Fast Times is directed by Amy Heckerling (who would go on and direct Clueless which was a movie for me) in 1982. It’s based on a book by Cameron Crowe about the goings on of the students he spent a year studying at a Southern California high school in the late seventies.
Funnily enough looking at reviews for the book on Goodreads it seems like there’s better character and background work in the book which is something I thought was lacking in the movie. Stuff always gets lost in film adaptations but beside that the film is like constant sex obsession.
I’d love to say Linda (Phoebe Cates) was an iconic character and not just the iconic image of the movie- but I really can’t. I mean she exists to rise from the pool, talk about having sex with older guys and cringe inducingly encourage her 15-year old girlfriend to have sex with the 26 year old cruising the mall.

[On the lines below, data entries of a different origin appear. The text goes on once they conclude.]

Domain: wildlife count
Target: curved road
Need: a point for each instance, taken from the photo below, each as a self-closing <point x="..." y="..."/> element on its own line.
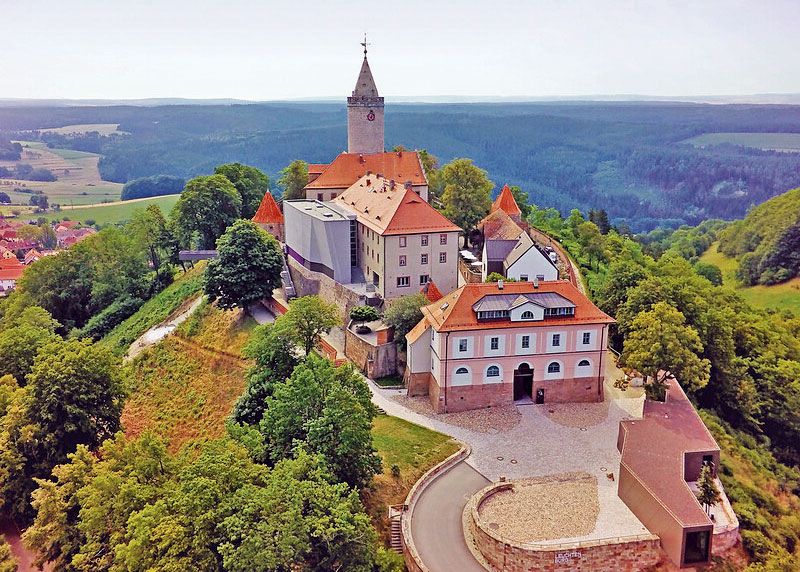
<point x="437" y="524"/>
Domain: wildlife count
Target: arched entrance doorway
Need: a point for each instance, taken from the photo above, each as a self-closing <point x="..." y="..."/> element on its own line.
<point x="523" y="382"/>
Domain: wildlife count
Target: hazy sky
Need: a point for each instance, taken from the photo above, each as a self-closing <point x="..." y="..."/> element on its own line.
<point x="293" y="48"/>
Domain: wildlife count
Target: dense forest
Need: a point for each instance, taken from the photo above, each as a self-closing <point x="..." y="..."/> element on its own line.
<point x="767" y="242"/>
<point x="627" y="158"/>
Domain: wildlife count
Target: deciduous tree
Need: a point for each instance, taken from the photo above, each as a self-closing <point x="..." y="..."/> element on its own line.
<point x="247" y="267"/>
<point x="207" y="206"/>
<point x="251" y="184"/>
<point x="466" y="195"/>
<point x="661" y="346"/>
<point x="294" y="178"/>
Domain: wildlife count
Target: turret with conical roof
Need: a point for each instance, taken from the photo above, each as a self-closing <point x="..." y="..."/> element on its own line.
<point x="365" y="113"/>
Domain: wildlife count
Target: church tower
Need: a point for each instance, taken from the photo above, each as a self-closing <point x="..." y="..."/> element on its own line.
<point x="365" y="113"/>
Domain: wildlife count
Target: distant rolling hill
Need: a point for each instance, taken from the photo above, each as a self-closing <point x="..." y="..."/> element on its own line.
<point x="630" y="158"/>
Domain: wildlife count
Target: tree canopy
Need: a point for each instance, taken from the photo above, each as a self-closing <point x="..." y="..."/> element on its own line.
<point x="207" y="206"/>
<point x="247" y="267"/>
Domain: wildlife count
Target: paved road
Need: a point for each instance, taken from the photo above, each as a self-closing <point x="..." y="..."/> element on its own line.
<point x="436" y="525"/>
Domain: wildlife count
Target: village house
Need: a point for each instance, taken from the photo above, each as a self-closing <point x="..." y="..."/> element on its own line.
<point x="508" y="248"/>
<point x="502" y="343"/>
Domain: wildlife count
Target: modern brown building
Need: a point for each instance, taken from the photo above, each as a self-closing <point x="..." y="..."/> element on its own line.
<point x="662" y="455"/>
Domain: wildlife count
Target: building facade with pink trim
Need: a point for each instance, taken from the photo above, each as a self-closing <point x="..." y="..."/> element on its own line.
<point x="496" y="344"/>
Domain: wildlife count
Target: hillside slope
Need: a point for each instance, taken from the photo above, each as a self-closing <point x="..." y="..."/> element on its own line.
<point x="766" y="243"/>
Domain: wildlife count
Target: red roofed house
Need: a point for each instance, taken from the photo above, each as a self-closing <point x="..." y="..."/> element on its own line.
<point x="269" y="216"/>
<point x="377" y="232"/>
<point x="508" y="248"/>
<point x="11" y="271"/>
<point x="365" y="149"/>
<point x="500" y="343"/>
<point x="662" y="455"/>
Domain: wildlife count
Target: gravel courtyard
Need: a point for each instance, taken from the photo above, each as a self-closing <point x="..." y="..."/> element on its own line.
<point x="545" y="440"/>
<point x="544" y="508"/>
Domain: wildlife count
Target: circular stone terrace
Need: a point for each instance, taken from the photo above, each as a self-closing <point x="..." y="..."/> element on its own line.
<point x="541" y="508"/>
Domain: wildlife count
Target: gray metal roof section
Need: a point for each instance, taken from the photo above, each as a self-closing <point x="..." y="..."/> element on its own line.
<point x="509" y="301"/>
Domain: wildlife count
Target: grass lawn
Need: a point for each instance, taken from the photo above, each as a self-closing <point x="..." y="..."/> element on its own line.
<point x="785" y="296"/>
<point x="770" y="141"/>
<point x="182" y="389"/>
<point x="115" y="212"/>
<point x="414" y="449"/>
<point x="155" y="310"/>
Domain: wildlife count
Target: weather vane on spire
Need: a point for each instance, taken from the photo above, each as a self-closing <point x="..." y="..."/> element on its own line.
<point x="365" y="44"/>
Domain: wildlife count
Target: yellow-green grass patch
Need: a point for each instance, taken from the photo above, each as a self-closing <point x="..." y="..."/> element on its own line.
<point x="784" y="296"/>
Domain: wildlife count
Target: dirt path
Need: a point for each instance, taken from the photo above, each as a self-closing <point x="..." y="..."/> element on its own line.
<point x="162" y="330"/>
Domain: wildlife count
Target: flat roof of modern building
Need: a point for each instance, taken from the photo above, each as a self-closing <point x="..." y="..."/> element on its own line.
<point x="320" y="210"/>
<point x="654" y="450"/>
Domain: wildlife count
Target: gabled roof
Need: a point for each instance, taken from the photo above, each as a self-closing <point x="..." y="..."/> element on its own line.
<point x="388" y="209"/>
<point x="347" y="168"/>
<point x="431" y="292"/>
<point x="505" y="202"/>
<point x="268" y="211"/>
<point x="497" y="225"/>
<point x="653" y="449"/>
<point x="455" y="311"/>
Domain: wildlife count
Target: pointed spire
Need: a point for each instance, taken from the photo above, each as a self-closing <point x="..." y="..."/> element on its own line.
<point x="505" y="202"/>
<point x="365" y="85"/>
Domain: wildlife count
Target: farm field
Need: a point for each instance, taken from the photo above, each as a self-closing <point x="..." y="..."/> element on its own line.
<point x="785" y="296"/>
<point x="78" y="183"/>
<point x="116" y="212"/>
<point x="789" y="142"/>
<point x="101" y="128"/>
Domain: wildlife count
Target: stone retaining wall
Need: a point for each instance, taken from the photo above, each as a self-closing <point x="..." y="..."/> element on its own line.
<point x="628" y="554"/>
<point x="413" y="561"/>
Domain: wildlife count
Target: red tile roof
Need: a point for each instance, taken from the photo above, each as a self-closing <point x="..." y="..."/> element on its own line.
<point x="653" y="450"/>
<point x="431" y="292"/>
<point x="347" y="168"/>
<point x="268" y="212"/>
<point x="505" y="201"/>
<point x="454" y="312"/>
<point x="391" y="210"/>
<point x="498" y="225"/>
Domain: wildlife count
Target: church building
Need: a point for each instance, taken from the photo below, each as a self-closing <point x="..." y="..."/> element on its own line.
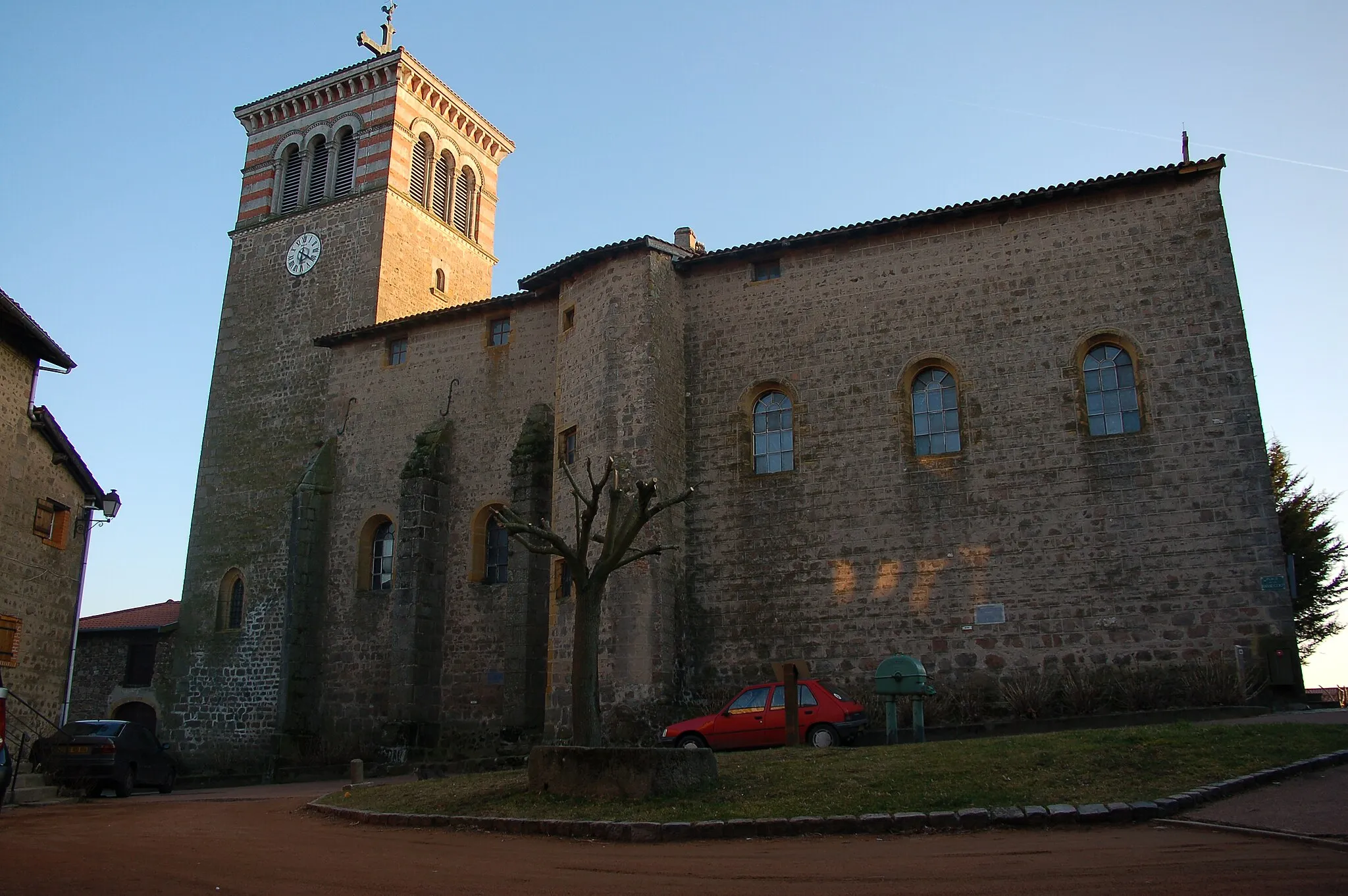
<point x="1013" y="433"/>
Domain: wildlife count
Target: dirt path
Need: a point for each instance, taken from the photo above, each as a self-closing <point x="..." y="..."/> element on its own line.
<point x="274" y="848"/>
<point x="1314" y="803"/>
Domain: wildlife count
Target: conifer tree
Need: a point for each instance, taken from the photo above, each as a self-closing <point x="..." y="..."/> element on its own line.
<point x="1308" y="534"/>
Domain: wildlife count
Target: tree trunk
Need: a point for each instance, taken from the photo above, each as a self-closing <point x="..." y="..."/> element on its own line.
<point x="585" y="721"/>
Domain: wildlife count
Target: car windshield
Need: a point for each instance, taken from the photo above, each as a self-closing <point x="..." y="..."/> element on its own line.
<point x="100" y="730"/>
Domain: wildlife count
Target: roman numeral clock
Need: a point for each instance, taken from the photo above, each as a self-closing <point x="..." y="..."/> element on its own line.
<point x="303" y="254"/>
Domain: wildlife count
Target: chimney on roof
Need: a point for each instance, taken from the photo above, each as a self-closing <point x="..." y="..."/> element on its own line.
<point x="685" y="239"/>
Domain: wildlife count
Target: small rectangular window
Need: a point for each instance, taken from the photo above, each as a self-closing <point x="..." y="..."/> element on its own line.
<point x="45" y="520"/>
<point x="11" y="628"/>
<point x="141" y="664"/>
<point x="767" y="270"/>
<point x="567" y="448"/>
<point x="51" y="523"/>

Giving it a couple of days there were some moments in the film- Spicoli and the history teacher and Brad (Judge Reinhold’s) job troubles plus he actually turns out to be a pretty good brother that I did enjoy and appreciate. You can absolutely see the precursors that would be written all over American Pie, Clueless and any big teenage comedies.

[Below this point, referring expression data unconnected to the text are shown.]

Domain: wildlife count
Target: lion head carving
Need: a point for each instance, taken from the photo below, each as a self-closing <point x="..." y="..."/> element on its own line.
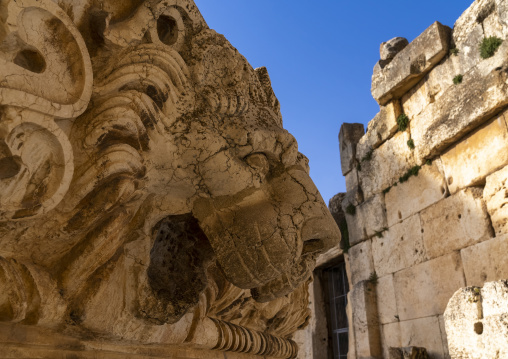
<point x="185" y="187"/>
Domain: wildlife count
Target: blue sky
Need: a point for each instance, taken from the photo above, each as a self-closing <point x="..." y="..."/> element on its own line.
<point x="320" y="57"/>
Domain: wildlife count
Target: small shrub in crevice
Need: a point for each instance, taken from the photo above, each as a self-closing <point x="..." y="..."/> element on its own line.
<point x="403" y="122"/>
<point x="368" y="156"/>
<point x="351" y="209"/>
<point x="489" y="45"/>
<point x="457" y="79"/>
<point x="344" y="232"/>
<point x="413" y="171"/>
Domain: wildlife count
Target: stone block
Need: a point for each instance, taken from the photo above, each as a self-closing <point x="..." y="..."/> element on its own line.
<point x="391" y="337"/>
<point x="455" y="222"/>
<point x="390" y="161"/>
<point x="418" y="193"/>
<point x="466" y="23"/>
<point x="365" y="320"/>
<point x="352" y="182"/>
<point x="400" y="247"/>
<point x="424" y="333"/>
<point x="360" y="261"/>
<point x="392" y="47"/>
<point x="424" y="290"/>
<point x="492" y="26"/>
<point x="411" y="64"/>
<point x="478" y="155"/>
<point x="380" y="128"/>
<point x="349" y="135"/>
<point x="476" y="322"/>
<point x="463" y="107"/>
<point x="369" y="218"/>
<point x="495" y="196"/>
<point x="486" y="261"/>
<point x="408" y="353"/>
<point x="387" y="309"/>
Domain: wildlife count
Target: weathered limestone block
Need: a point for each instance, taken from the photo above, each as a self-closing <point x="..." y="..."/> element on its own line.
<point x="349" y="135"/>
<point x="443" y="337"/>
<point x="486" y="261"/>
<point x="391" y="337"/>
<point x="335" y="207"/>
<point x="149" y="195"/>
<point x="423" y="333"/>
<point x="408" y="353"/>
<point x="496" y="200"/>
<point x="483" y="13"/>
<point x="461" y="108"/>
<point x="411" y="64"/>
<point x="424" y="290"/>
<point x="360" y="260"/>
<point x="417" y="193"/>
<point x="440" y="78"/>
<point x="365" y="321"/>
<point x="476" y="321"/>
<point x="352" y="181"/>
<point x="401" y="246"/>
<point x="387" y="309"/>
<point x="478" y="155"/>
<point x="390" y="161"/>
<point x="390" y="48"/>
<point x="380" y="128"/>
<point x="368" y="219"/>
<point x="455" y="222"/>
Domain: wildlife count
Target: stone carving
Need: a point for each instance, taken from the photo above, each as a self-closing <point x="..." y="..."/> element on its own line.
<point x="161" y="182"/>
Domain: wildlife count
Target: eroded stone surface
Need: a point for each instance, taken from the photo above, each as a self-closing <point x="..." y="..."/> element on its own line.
<point x="401" y="246"/>
<point x="349" y="135"/>
<point x="495" y="196"/>
<point x="423" y="290"/>
<point x="455" y="222"/>
<point x="461" y="108"/>
<point x="366" y="219"/>
<point x="387" y="163"/>
<point x="416" y="194"/>
<point x="485" y="262"/>
<point x="410" y="64"/>
<point x="471" y="160"/>
<point x="148" y="192"/>
<point x="476" y="322"/>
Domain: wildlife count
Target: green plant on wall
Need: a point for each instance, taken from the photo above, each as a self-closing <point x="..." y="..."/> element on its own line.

Though I do find it interesting that years later Cher and Dionne would hold much different views on sex than the anything goes attitude of Linda and Stacey in this movie.
So in the end mixed feelings about the film and I actually would be interested in reading the book. I feel like while some of the ideas are timeless the film execution is very much of its time which strangely works for and against it. I didn’t love it or even like it but I did find it interesting and worth the watch.
Even if only to revisit a time when Sean Penn had a sense of humor.